The Problem
Your assistant keeps full conversation history and passes it to the model on every turn. This works fine for short conversations, but a power user has a 50-turn session and the agent either crashes with a context-length error or silently degrades as the model struggles with a prompt that is too long. You need to implement a sliding window that truncates older messages while always keeping the system prompt and the most recent exchanges.
Examples
Example 1
Scenario: A 50-turn conversation about space facts.
Current (bad) behavior: By turn 40 the API returns a context_length_exceeded error or the model starts repeating itself and ignoring recent instructions because the prompt is too large.
Expected (good) behavior: The agent keeps only the last N turns (e.g., 10) plus the system message. Turn 50 works exactly like turn 5—fast, coherent, and within token limits.
Example 2
Scenario: User shares their name in turn 1, then chats for 30 turns about unrelated topics.
Current (bad) behavior: The context window fills up and either crashes or the model cannot attend to the early name mention buried in a giant prompt.
Expected (good) behavior: The name from turn 1 is naturally truncated out of the window. The agent responds coherently to recent turns.

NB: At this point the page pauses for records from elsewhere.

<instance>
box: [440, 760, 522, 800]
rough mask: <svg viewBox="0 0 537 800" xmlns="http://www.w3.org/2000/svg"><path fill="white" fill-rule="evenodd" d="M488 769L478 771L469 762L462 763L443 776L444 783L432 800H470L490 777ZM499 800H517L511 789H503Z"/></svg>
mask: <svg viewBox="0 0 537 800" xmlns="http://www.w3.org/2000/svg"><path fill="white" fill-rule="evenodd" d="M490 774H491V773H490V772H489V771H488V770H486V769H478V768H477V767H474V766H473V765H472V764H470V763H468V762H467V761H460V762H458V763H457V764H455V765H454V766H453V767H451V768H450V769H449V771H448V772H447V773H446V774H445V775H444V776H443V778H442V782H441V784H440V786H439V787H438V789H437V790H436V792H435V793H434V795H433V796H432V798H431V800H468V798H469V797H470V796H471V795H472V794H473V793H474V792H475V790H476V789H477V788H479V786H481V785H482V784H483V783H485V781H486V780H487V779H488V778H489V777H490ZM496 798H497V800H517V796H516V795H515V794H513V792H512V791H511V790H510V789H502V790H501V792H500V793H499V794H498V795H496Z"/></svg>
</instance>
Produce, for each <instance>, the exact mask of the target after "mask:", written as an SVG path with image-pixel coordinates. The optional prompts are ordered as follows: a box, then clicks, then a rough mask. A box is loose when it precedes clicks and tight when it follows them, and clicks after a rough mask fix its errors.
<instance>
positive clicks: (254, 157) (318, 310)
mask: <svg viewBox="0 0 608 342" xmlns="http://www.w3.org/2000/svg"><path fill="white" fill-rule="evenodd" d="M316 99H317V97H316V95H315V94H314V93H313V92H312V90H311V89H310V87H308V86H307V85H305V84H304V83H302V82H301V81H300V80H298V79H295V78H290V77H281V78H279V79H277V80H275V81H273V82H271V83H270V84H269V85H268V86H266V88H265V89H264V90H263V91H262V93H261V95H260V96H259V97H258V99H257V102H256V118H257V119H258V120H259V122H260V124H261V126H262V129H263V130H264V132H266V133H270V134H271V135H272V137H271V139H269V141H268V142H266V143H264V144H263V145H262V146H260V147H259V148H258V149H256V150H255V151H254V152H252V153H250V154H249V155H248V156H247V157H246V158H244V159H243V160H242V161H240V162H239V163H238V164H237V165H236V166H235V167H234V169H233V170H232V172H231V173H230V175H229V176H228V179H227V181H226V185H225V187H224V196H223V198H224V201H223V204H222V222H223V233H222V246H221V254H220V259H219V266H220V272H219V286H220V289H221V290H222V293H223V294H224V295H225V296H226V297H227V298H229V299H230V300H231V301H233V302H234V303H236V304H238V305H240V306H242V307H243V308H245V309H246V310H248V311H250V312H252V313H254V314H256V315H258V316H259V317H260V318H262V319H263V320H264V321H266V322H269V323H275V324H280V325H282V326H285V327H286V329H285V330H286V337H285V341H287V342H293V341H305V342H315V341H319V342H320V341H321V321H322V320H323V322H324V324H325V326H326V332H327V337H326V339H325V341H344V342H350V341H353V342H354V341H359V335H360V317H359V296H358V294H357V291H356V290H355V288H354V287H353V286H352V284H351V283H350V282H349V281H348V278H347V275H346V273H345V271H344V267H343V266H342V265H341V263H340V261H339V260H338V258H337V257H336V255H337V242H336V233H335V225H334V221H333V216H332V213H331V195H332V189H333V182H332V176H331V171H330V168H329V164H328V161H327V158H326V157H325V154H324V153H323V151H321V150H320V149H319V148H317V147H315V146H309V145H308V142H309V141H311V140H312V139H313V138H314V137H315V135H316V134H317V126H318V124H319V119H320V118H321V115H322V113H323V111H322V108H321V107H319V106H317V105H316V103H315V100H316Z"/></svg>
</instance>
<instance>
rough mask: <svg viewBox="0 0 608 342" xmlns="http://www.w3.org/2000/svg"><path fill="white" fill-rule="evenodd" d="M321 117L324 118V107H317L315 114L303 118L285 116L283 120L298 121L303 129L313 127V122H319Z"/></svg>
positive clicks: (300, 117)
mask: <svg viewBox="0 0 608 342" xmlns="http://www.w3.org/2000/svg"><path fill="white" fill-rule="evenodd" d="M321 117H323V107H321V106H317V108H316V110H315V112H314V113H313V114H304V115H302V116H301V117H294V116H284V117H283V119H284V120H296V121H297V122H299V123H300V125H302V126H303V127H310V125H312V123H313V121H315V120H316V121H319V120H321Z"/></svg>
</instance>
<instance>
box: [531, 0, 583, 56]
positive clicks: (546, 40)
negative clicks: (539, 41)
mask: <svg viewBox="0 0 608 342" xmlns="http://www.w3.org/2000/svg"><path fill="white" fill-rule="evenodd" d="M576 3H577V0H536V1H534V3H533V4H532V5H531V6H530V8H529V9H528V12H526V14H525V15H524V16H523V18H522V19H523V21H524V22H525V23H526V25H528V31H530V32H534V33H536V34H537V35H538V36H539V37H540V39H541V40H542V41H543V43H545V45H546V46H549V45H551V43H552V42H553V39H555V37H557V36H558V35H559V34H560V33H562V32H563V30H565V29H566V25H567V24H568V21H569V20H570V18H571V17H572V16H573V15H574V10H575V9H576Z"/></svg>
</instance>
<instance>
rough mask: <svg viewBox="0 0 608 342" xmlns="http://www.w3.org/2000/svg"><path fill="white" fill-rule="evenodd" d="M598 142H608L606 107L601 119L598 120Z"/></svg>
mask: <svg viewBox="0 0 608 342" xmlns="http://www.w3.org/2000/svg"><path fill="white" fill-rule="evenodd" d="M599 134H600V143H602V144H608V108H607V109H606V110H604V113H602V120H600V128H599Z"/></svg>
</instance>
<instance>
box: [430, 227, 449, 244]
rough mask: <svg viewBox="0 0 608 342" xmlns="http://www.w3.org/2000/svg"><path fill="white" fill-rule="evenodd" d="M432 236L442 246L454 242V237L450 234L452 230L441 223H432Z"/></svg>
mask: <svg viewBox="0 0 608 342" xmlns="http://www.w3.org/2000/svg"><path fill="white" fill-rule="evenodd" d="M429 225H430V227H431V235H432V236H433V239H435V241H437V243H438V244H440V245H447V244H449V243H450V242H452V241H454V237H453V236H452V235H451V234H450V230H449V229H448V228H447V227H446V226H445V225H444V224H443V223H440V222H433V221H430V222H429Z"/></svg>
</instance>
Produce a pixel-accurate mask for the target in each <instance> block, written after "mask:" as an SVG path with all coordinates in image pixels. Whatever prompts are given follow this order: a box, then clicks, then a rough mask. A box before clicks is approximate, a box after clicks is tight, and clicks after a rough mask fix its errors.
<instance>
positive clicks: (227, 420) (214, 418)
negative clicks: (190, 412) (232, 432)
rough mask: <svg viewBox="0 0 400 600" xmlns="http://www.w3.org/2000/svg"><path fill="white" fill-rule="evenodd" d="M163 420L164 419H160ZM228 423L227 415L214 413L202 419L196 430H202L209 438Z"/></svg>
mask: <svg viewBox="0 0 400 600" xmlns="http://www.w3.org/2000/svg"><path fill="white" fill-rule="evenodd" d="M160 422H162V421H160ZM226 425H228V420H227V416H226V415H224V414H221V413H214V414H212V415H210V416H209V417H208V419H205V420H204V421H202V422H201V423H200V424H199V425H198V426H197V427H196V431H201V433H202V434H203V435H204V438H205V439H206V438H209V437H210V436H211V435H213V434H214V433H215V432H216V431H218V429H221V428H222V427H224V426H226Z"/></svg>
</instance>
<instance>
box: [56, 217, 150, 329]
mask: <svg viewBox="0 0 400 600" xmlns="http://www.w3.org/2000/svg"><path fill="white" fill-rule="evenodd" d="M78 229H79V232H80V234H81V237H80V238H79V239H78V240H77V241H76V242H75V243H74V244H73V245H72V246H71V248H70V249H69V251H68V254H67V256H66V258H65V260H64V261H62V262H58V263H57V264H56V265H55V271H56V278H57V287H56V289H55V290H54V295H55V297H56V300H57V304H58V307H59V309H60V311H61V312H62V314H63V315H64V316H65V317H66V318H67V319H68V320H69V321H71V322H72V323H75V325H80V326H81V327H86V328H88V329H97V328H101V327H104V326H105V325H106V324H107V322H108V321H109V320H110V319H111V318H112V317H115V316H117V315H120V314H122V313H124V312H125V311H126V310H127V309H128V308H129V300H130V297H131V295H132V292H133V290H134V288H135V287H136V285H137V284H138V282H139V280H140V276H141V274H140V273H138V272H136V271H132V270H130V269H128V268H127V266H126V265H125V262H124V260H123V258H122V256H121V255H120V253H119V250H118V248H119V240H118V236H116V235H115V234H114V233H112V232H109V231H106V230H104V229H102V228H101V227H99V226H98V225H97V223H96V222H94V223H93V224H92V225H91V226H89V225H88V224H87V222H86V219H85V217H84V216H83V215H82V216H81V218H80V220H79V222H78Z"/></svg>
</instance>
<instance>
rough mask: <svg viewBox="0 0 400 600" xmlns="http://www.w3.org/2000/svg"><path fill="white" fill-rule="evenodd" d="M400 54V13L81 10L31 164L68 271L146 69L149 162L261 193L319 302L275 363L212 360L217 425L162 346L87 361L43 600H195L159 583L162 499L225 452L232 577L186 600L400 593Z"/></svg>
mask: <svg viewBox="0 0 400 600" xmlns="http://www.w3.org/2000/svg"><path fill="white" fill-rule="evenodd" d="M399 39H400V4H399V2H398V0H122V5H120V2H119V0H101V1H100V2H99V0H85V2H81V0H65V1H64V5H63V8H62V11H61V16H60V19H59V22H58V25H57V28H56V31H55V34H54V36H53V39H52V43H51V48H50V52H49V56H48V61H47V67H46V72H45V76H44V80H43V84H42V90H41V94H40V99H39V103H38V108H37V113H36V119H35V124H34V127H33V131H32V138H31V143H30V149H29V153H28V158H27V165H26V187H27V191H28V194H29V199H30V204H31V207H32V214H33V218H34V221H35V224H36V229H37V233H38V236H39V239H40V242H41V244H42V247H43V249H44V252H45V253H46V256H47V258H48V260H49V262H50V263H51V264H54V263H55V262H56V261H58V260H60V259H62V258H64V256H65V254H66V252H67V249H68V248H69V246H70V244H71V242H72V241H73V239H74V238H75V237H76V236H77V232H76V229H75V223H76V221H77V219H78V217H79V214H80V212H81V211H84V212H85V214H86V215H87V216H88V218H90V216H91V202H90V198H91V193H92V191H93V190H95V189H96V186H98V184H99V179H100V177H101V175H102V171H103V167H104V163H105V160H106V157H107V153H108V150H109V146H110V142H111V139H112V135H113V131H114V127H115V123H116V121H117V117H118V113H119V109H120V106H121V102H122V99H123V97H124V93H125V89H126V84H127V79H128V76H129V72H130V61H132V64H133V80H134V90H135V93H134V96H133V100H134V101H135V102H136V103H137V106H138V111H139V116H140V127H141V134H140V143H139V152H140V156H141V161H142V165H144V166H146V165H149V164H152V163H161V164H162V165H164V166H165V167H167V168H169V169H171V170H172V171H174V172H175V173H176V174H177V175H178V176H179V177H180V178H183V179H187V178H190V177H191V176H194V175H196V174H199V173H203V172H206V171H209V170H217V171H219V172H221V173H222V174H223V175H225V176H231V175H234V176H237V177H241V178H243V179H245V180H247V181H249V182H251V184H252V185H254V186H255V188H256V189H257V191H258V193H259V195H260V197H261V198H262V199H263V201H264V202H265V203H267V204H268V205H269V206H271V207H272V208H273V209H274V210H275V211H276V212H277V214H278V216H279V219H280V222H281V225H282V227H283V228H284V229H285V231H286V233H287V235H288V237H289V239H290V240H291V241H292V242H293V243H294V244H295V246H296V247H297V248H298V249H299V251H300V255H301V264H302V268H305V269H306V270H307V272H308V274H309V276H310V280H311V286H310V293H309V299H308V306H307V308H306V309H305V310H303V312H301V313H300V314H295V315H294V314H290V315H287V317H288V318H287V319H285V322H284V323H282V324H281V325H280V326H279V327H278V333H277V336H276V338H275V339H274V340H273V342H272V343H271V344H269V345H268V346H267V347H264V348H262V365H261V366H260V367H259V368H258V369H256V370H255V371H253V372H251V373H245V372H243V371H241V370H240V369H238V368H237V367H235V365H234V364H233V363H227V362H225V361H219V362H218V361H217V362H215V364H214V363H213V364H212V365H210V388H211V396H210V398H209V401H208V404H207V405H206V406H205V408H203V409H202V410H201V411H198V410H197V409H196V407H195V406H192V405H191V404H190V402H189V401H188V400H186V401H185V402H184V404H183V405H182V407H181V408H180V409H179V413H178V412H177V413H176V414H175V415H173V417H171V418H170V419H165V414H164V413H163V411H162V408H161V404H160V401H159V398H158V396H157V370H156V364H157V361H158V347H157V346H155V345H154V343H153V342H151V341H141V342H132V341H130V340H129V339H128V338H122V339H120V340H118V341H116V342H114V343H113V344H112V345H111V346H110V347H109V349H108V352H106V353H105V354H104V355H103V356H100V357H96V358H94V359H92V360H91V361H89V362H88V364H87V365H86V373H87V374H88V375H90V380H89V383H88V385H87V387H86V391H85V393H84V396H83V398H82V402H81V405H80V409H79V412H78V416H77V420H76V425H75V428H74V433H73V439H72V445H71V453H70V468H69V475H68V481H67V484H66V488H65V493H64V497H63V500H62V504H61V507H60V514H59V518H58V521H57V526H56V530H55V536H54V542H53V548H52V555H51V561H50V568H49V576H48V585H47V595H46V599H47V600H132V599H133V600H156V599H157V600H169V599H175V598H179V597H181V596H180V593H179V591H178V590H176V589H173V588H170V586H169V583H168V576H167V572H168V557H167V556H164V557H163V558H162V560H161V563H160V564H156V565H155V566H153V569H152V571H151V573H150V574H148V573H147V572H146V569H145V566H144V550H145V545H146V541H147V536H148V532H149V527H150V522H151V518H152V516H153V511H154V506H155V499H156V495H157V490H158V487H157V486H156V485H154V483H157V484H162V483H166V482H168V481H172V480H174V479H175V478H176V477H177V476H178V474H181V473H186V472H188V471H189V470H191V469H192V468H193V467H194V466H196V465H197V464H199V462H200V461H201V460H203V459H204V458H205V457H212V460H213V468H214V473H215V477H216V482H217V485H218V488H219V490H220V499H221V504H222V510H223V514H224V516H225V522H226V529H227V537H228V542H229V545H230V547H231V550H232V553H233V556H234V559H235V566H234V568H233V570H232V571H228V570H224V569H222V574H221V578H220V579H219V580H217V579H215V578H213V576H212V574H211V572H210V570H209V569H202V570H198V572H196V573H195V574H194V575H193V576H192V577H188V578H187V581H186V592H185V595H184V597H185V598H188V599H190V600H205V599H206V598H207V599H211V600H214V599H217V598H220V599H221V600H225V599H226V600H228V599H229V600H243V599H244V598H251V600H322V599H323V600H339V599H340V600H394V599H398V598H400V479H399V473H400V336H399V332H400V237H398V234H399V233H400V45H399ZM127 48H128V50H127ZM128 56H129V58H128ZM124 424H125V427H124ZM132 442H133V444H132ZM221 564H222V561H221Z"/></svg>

If asked about the name, it acknowledges it no longer has that context rather than hallucinating.
Your Task
Implement a sliding window truncation strategy so the conversation stays within safe limits:
- Before each model call, trim the history to keep only the system message and the most recent N user/assistant pairs.
- Choose a sensible default for N (e.g., 10 turns).
- Ensure the agent never crashes due to context length on conversations of any length.
- The agent should still respond coherently using the retained context.
Evaluation
Submissions are checked for the following:
- History stays bounded: The message list never exceeds the configured maximum regardless of conversation length.
- System message preserved: The system message is never dropped during truncation.
- Recent context retained: The agent can reference information from the most recent turns after truncation occurs.